Second Circuit: Cablevision DVR Does Not Directly Infringe Copyright
By Stephanie Weiner — Edited by Andrew Ungberg
On August 4, the Second Circuit reversed the District Court for the Southern District of New York, ruling that Cablevision’s “Remote Storage” Digital Video Recorder system (RS-DVR) does not infringe the copyrights of the various broadcast and cable channels that produce or provide individual programs.
First presented by Cablevision in March 2006, the RS-DVR allows customers who do not have a stand-alone DVR device to record cable programming on central hard drives housed and maintained by Cablevision at a remote location.
RS-DVR customers may then receive playback of those programs through their home television sets using a remote control and a standard cable box equipped with the appropriate software. This is different from a traditional DVR in that instead of sending signals from the remote to an on-set box, the viewer sends signals from the remote, through the cable, to a server at Cablevision’s central facility.
The plaintiffs, several networks and studios that hold the copyrights to numerous movies and television programs, sought declaratory and injunctive relief. They claimed that Cablevision’s operation of the RS-DVR would directly infringe their exclusive rights to both reproduce and publicly perform their copyrighted works. The District Court for the Southern District of New York awarded the plaintiffs summary judgment, and enjoined Cablevision from operating the RS-DVR without licenses from its content providers. On appeal, the Second Circuit reversed and remanded.
ipFrontline carries a thorough summary of the case, including a technical breakdown of Cablevision’s RS-DVR system.
Law.com also provides coverage.
Eric Goldman suggests that the opinion leaves open more questions than it resolves.

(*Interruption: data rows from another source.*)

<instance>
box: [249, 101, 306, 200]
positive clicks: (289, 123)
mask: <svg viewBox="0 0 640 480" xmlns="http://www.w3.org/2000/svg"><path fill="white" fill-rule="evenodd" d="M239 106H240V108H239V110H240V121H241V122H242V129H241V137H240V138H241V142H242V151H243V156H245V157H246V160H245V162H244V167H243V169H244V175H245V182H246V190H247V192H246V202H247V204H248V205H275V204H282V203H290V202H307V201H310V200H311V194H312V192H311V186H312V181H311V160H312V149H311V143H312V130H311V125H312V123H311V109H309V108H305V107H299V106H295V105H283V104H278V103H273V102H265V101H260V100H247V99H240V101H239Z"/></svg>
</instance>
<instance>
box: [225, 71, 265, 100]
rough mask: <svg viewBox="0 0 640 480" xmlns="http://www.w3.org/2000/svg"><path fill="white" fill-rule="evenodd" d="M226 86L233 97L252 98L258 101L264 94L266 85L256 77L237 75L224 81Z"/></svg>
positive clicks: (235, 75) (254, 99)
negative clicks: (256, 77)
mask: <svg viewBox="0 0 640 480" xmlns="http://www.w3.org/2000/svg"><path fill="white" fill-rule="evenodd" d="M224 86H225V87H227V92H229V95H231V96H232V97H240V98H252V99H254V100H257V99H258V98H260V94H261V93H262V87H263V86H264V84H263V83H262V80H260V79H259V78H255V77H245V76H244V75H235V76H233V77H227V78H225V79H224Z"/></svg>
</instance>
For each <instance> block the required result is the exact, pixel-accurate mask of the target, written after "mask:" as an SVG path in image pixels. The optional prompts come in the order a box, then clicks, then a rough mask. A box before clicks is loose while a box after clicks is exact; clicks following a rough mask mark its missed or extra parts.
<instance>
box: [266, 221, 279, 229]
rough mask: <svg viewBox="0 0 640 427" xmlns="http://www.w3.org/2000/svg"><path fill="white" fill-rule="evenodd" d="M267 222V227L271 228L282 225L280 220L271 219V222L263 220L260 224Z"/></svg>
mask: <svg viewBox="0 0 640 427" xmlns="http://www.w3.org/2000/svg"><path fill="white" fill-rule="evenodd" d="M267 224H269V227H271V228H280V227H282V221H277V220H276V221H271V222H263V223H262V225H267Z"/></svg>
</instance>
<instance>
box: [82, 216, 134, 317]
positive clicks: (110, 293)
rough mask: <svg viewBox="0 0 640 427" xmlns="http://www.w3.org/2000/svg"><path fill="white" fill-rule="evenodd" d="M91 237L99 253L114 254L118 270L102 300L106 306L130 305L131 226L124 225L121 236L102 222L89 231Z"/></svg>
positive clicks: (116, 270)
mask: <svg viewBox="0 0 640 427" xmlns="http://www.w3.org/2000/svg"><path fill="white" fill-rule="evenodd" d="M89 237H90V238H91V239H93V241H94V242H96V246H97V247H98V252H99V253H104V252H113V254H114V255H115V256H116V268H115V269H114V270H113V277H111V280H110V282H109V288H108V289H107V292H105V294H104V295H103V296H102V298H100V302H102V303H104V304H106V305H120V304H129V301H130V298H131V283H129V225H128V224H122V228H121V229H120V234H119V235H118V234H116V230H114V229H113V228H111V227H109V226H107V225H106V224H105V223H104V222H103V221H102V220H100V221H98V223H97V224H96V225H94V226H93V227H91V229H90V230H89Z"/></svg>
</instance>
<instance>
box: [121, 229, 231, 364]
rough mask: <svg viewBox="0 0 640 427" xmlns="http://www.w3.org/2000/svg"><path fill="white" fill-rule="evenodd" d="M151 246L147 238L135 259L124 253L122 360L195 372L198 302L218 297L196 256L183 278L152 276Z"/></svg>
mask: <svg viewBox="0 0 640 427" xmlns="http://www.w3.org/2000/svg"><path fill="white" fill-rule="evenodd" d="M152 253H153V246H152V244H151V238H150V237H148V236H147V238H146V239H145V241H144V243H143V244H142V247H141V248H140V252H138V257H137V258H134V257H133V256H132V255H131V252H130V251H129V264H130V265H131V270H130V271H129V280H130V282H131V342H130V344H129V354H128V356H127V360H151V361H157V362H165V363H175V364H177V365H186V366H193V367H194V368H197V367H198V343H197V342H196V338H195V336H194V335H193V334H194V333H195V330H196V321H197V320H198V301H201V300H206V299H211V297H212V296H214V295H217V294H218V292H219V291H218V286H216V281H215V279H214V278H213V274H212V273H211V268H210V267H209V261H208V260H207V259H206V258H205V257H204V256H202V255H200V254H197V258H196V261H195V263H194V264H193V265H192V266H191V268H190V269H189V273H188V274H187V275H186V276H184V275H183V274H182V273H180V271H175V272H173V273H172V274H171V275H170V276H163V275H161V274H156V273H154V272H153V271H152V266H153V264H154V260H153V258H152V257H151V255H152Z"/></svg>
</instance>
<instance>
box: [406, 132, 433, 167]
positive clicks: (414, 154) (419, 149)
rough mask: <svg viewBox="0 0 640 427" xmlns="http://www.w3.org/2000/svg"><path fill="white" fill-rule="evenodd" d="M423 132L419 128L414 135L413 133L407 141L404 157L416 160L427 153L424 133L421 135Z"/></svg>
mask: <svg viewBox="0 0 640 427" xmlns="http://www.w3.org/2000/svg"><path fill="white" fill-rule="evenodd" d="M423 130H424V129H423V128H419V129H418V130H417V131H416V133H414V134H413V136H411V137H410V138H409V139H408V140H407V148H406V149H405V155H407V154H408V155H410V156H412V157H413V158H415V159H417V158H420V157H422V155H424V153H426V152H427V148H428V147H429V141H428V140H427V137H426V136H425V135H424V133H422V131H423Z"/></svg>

The Second Circuit reasoned that two exclusive rights provided to copyright owners by Section 106 of the Copyright Act were implicated in this case: the right “to reproduce the copyrighted work in copies,” and the right “to perform the copyrighted work publicly.” 17 U.S.C. § 106(1), 106(4). Writing for the court, Circuit Judge Walker found that Cablevision does not infringe the first right by buffering the data from its programming stream or by copying content onto server hard disks to enable playback of a requested program. The buffering, the court held, does not amount to “reproduc[ing]” the buffered work “in copies” as required for a violation of § 106(1), because the copyrighted works are only embodied in the buffer for a “transitory duration” (1.2 seconds). With respect to the copying, the court found that it is the customer, not Cablevision, that supplies the necessary element of volition in actually making the infringing copy, since it is the customer who presses the button to make the recording. The court suggested that Cablevision’s role might subject it to contributory infringement liability, but the plaintiffs had only alleged claims based on direct infringement.
The court further held that Cablevision does not engage in unauthorized public performances of the plaintiffs’ works through the playback of the RS-DVR copies, and thus is not in violation of § 106(4). This was because the RS-DVR playback does not involve the transmission of a performance “to the public.” Rather, the court found, each RS-DVR transmission is made to one subscriber using a unique copy produced by that subscriber, and that subscriber is the only person capable of receiving that transmission. Since the potential audience for any transmitted work is so limited, no transmission is made “to the public.” The court held that Cablevision was entitled to summary judgment on this point. The court emphasized, however, that Cablevision and other content delivery networks may still be open to other types of copyright liability, such as liability for unauthorized reproductions or liability for contributory infringement.
The Second Circuit’s decision raises several interesting issues, one of which is whether the court’s analysis conflicts with established case law regarding computer memory. For example, in MAI Systems Corp. v. Peak Computer Inc., the Ninth Circuit held that despite the fact RAM is cleared when a computer is powered off, copies of works written to RAM are sufficiently “fixed” and may violate the Copyright Act. 991 F.2d 511 (9th Cir. 1993). Buffers are a form of temporary RAM, which might suggest MAI Systems reasoning would apply; however the Second Circuit chose to distinguish buffers from RAM in general on the basis of the brief time during which the copied work exists. Prior to this case, no court has expressly considered works passing through buffer memory only.